Compare Your Base Price to Your Local Competition
Once you have your markups roughly estimated, go visit some local retail stores that carry product similar to yours, and see where your product pricing and markup fit into the pack. If your prices are comparable or lower to your competition, then you are good to go, and may even have some room to raise your prices some. But, if you are high, then you may have to tweak some of your prices a bit to be competitive in your area.
Tweak Your Markups and Prices As Needed To Be Competitive
When Charlie checked out his competition, he noticed that most of the local convenience stores charged around $3 for a gallon of milk. In other words, Charlie can raise his milk prices some to get a higher markup, while still being competitive with other local convenience stores. If he raises to $2.75, he can up his markup to 57% but still be $.25 under his competitors.
Keep Your Overall Goal in Mind
As you tweak your prices and markups, be sure to keep the average markup percentage you calculated earlier at the front of your mind. If Charlie followed the above guide exactly, he would average a markup of 75%, which is a bit lower than the 79% average he actually needs to meet his income goals. So, he knows he needs to have some items that he prices higher than the recommended markup to meet his goal.
So, after you have tweaked all your prices, calculate your average price again and divide it by your average cost, to make sure your markup is still where you need it to be.
Step 5: Determine How Your Brand and Location Affects Your Markup and Come Up with An Overall Product Pricing Strategy
There are three other main factors that can influence product pricing.

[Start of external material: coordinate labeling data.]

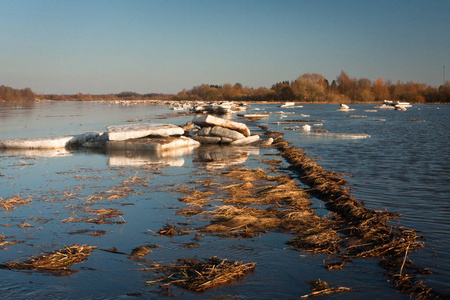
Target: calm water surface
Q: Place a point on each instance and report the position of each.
(403, 167)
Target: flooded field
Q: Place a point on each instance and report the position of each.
(146, 215)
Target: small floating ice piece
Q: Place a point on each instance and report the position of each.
(306, 127)
(350, 136)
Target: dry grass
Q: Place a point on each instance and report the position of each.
(321, 288)
(98, 216)
(172, 230)
(13, 202)
(368, 233)
(57, 262)
(198, 276)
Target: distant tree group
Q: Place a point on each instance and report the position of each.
(105, 97)
(308, 88)
(10, 94)
(314, 88)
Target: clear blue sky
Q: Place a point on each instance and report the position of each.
(109, 46)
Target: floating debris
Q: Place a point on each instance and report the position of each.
(347, 136)
(13, 202)
(321, 288)
(198, 276)
(57, 262)
(172, 230)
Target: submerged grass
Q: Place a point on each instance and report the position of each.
(13, 202)
(57, 262)
(367, 233)
(199, 276)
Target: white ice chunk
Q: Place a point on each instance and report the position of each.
(138, 130)
(49, 143)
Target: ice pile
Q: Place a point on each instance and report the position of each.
(214, 130)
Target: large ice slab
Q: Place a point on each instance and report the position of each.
(226, 133)
(153, 144)
(49, 143)
(138, 130)
(210, 121)
(245, 141)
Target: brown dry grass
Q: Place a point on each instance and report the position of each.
(198, 276)
(13, 202)
(57, 262)
(368, 233)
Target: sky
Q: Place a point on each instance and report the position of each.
(165, 46)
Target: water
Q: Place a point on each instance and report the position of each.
(403, 167)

If you sell high-end clothing, your markups will probably be significantly higher than the markup Walmart would charge for one of their fashion items. In other words, your brand can affect your product pricing.
2. Geographic Location
Your overall geographic location can make a huge difference. A pack of cigarettes in KY sells for around $4.60 or so. In New York, because of the higher living wage and higher taxes, packs can be as expensive as $14.
3. Specific Location Within Your Area
The specific location of your retail business within your area can make a huge difference also. If you have 10 other convenience stores within 2 miles, your product pricing is really going to have to be competitive to get customers. But, if you are the only convenience store in a small town, you can get away with a little higher markups because your competition is minimal.

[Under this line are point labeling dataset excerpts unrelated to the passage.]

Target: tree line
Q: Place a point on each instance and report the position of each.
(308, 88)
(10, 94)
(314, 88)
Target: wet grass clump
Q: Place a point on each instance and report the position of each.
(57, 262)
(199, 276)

So How Do You Factor In These Differences?
To be honest, there are no real easy winning formulas or patent numbers I can give you for this one. In general, the more luxury your brand, the higher the living wage in your area, and the less competition you have, the higher your product pricing can be. If you are a convenience store in downtown Cincinnati that has 5 competitors within a mile or two, your prices will have to be lower.
This is where dialoguing with an established business owner in an area and location similar to yours is so huge. They will have real-world advice and hard figures to give you that no article can provide.
What a lot of startup business owners do not realize, is that the product pricing process never really ends. For example, the process above is a great place to start your product pricing, but as you get hard sales data, you will have to factor in even more variables, such as the volume you sell for each product, which will change your overall markup average. It is a constant process of sales, evaluation, price setting, sales, re-evaluation, price setting, and on and on. Your prices have to change as your business costs and salary needs change. But, by using the principles above, you should have a good handle on how to determine your initial product pricing strategy and also have the basic tools you need to keep revising your product pricing as your costs and salary changes along the way.